When a service trended above that range, we:
- asked what changed
- looked for low-risk optimizations (e.g., removing unused indexes, dialing down unnecessary telemetry)
The point was not to freeze spending, but to attach intent to changes.
4. Partner with product on trade-offs
We worked with product teams to frame trade-offs explicitly:
- "This feature will likely add ~N% to infra cost. In return, it should reduce support contacts by M%."
Sometimes the answer was "yes, ship it." Sometimes it was "not yet" or "let’s try a cheaper version first."
The key was that cost was part of the same conversation as user value and reliability.
Results / Measurements
Within a couple of quarters, we saw:
- Fewer surprises. Quarterly cost reviews became "this is what we expected" instead of "what happened?"
- Targeted optimizations. Teams identified specific places where small changes had outsized cost impact (e.g., turning down over-provisioned resources, cleaning up abandoned experiments).

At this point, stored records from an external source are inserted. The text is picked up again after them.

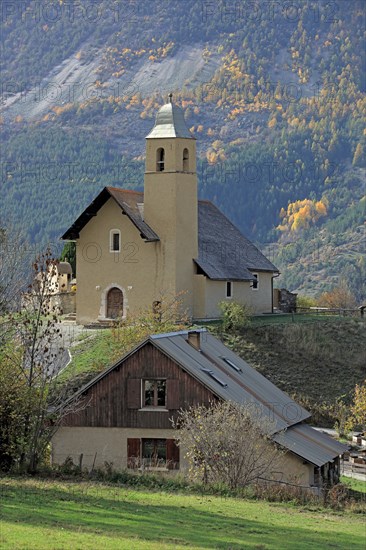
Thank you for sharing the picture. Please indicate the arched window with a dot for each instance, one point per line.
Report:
(185, 160)
(115, 240)
(160, 154)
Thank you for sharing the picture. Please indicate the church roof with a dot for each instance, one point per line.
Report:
(170, 123)
(224, 253)
(127, 200)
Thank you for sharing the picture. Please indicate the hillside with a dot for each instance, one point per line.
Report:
(275, 98)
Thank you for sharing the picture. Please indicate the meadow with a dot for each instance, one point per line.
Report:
(51, 514)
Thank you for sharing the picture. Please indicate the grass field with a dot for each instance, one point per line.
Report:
(53, 515)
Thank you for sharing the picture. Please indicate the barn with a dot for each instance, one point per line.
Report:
(126, 412)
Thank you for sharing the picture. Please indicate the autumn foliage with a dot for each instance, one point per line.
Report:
(302, 214)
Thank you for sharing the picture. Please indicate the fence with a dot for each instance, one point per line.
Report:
(343, 312)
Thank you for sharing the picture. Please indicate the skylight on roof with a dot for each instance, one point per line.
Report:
(231, 364)
(214, 377)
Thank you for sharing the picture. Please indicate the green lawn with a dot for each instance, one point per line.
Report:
(38, 514)
(354, 484)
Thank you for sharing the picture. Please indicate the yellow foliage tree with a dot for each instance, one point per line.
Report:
(301, 214)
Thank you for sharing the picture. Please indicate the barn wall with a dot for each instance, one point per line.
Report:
(107, 402)
(100, 445)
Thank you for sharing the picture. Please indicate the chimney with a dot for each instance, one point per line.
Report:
(194, 338)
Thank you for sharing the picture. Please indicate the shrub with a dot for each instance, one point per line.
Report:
(235, 316)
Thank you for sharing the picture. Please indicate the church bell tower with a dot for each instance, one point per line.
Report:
(170, 198)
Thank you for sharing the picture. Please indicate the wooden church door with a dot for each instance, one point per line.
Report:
(114, 303)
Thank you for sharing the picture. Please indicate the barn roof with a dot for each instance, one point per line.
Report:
(230, 377)
(312, 445)
(224, 253)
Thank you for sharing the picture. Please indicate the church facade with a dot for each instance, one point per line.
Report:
(133, 247)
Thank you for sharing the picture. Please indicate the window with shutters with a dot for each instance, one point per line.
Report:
(255, 283)
(154, 393)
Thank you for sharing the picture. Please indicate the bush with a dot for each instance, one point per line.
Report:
(235, 316)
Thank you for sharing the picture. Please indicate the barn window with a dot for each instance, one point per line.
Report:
(229, 289)
(160, 160)
(152, 453)
(154, 393)
(185, 160)
(255, 282)
(115, 240)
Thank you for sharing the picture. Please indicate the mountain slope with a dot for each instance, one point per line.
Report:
(275, 97)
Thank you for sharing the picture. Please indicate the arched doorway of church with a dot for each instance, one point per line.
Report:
(114, 303)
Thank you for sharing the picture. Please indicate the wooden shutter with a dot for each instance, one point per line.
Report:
(133, 452)
(172, 454)
(133, 393)
(172, 394)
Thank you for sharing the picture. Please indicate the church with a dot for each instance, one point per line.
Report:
(133, 247)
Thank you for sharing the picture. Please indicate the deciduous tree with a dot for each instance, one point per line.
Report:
(227, 443)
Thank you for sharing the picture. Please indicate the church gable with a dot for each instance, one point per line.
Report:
(128, 202)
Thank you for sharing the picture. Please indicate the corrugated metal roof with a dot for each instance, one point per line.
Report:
(243, 386)
(314, 446)
(170, 123)
(223, 251)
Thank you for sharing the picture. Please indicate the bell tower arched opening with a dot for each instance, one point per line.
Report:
(185, 160)
(160, 159)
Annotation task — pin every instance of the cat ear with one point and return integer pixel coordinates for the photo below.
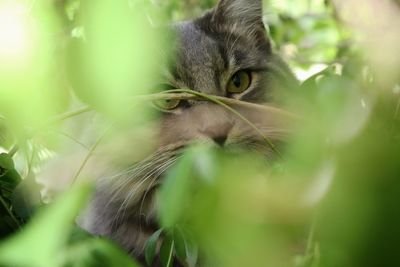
(243, 13)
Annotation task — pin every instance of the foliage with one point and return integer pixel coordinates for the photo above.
(330, 200)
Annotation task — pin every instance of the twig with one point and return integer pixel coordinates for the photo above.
(89, 154)
(9, 212)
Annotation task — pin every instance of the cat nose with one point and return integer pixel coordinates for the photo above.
(220, 140)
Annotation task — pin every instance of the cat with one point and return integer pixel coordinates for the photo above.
(228, 53)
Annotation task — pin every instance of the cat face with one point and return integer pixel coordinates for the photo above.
(224, 53)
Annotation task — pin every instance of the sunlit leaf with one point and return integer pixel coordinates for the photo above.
(151, 247)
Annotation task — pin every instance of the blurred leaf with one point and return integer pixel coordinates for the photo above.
(175, 190)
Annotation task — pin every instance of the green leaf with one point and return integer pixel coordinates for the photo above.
(44, 237)
(174, 192)
(167, 250)
(94, 252)
(151, 247)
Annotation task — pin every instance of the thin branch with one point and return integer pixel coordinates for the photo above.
(3, 202)
(89, 154)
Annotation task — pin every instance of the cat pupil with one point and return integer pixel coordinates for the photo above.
(236, 80)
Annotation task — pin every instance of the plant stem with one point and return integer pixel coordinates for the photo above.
(89, 154)
(3, 202)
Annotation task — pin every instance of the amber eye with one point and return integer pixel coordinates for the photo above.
(167, 104)
(239, 82)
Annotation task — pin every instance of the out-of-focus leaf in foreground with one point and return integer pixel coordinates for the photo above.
(30, 88)
(42, 240)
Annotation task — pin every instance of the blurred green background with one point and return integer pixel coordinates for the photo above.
(333, 200)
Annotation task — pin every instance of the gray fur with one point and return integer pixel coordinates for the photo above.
(210, 50)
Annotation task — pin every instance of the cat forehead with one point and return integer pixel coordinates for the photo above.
(194, 45)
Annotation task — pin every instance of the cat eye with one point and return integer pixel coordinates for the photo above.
(239, 82)
(167, 104)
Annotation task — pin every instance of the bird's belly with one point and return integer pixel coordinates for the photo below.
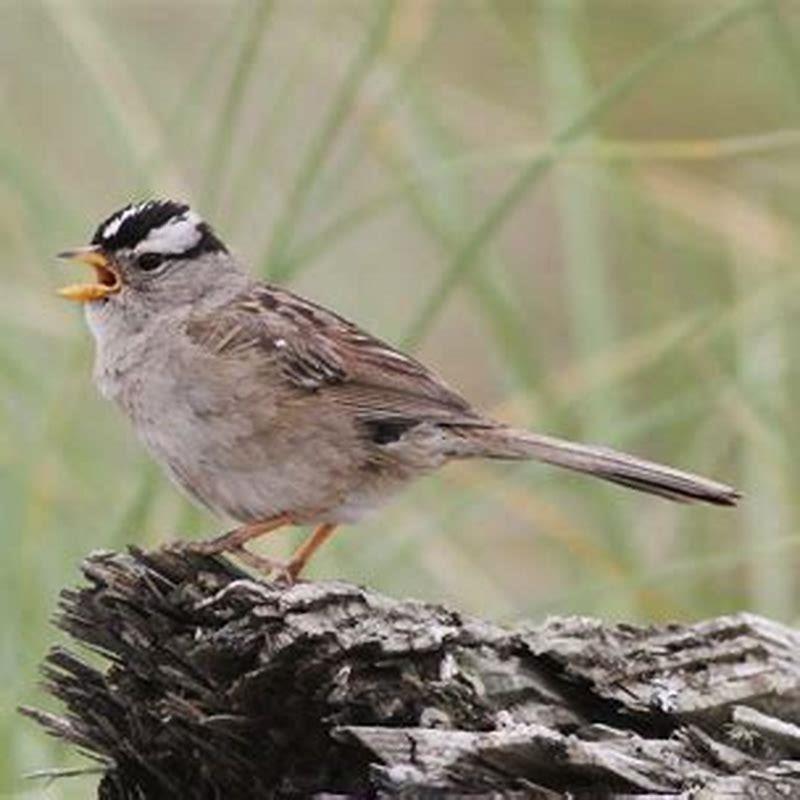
(275, 469)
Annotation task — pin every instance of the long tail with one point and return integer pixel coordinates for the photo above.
(602, 462)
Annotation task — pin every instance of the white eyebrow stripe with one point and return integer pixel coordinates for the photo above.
(177, 235)
(112, 227)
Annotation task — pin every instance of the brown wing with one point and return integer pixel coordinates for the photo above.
(319, 351)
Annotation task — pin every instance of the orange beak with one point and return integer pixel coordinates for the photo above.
(107, 278)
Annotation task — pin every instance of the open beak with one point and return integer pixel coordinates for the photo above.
(107, 279)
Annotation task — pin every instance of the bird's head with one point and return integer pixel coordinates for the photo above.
(149, 257)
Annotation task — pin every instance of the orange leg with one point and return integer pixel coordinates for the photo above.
(303, 554)
(236, 539)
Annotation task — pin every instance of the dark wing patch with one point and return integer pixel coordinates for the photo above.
(386, 431)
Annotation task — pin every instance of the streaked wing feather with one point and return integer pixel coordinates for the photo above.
(317, 350)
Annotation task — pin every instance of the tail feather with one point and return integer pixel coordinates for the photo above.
(602, 462)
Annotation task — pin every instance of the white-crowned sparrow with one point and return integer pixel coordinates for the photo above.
(270, 409)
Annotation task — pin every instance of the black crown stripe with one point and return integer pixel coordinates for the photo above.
(139, 219)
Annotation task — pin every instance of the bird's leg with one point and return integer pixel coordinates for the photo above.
(235, 540)
(303, 554)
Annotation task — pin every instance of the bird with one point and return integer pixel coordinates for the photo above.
(271, 410)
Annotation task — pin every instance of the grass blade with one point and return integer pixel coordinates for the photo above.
(323, 139)
(571, 132)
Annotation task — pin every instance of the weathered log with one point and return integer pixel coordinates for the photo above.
(216, 684)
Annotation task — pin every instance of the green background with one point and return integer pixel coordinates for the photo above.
(582, 214)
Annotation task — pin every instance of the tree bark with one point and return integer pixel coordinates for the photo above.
(216, 684)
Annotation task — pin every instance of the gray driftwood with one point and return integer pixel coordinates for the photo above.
(214, 684)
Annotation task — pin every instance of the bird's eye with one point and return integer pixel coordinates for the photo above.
(150, 261)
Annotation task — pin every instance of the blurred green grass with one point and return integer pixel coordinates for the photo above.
(582, 213)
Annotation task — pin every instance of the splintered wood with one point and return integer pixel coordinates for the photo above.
(216, 684)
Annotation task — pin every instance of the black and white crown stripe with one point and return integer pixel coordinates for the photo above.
(158, 226)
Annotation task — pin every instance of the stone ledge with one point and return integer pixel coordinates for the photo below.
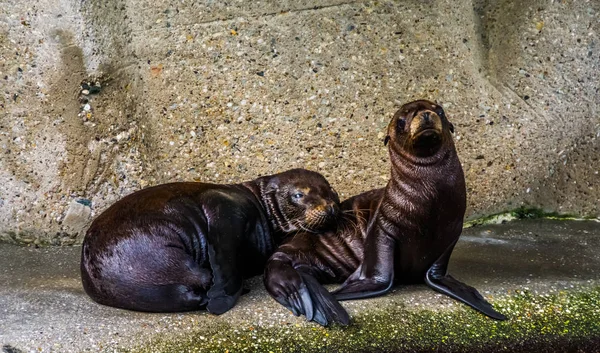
(540, 273)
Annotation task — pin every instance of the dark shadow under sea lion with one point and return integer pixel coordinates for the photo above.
(403, 233)
(185, 246)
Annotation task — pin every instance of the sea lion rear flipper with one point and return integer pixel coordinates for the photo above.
(438, 279)
(302, 294)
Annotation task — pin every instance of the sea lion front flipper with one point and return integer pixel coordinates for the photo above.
(227, 284)
(224, 234)
(302, 294)
(375, 275)
(438, 279)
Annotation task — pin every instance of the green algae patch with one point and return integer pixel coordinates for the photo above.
(523, 213)
(541, 322)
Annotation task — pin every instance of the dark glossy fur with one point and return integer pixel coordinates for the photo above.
(403, 233)
(186, 246)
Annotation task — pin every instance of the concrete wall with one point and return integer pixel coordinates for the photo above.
(226, 91)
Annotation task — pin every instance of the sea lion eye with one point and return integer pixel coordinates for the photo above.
(401, 124)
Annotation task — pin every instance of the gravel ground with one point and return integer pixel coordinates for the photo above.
(43, 307)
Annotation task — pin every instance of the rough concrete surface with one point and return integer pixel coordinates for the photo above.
(101, 98)
(43, 306)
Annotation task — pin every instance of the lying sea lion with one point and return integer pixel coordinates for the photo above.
(403, 233)
(185, 246)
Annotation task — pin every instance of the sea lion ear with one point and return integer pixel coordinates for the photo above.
(272, 185)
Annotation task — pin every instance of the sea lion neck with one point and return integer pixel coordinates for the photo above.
(401, 157)
(258, 188)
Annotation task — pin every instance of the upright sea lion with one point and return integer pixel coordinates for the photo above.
(185, 246)
(403, 233)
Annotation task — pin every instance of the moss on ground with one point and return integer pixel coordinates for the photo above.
(536, 323)
(523, 213)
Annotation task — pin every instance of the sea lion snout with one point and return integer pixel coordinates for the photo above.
(427, 123)
(419, 124)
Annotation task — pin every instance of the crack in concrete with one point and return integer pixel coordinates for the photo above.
(252, 16)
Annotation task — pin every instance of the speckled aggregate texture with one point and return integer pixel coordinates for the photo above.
(542, 274)
(102, 98)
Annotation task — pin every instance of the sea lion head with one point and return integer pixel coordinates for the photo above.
(420, 128)
(300, 199)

- Better migration planning. When planning major changes, cost impact was a first-class section in design docs.
We did not dramatically reduce total cost; that wasn’t the immediate goal.
We did change how it grew and how comfortable people felt talking about it.
Takeaways
- Engineers make better infrastructure decisions when they see cost alongside latency and error rates.
- Rough, visible numbers are more useful than perfect ones hidden in quarterly reports.
- Simple per-service budgets and annotations tie changes to expected cost impact.
- Bringing cost into design conversations early leads to more intentional trade-offs, not automatic "no".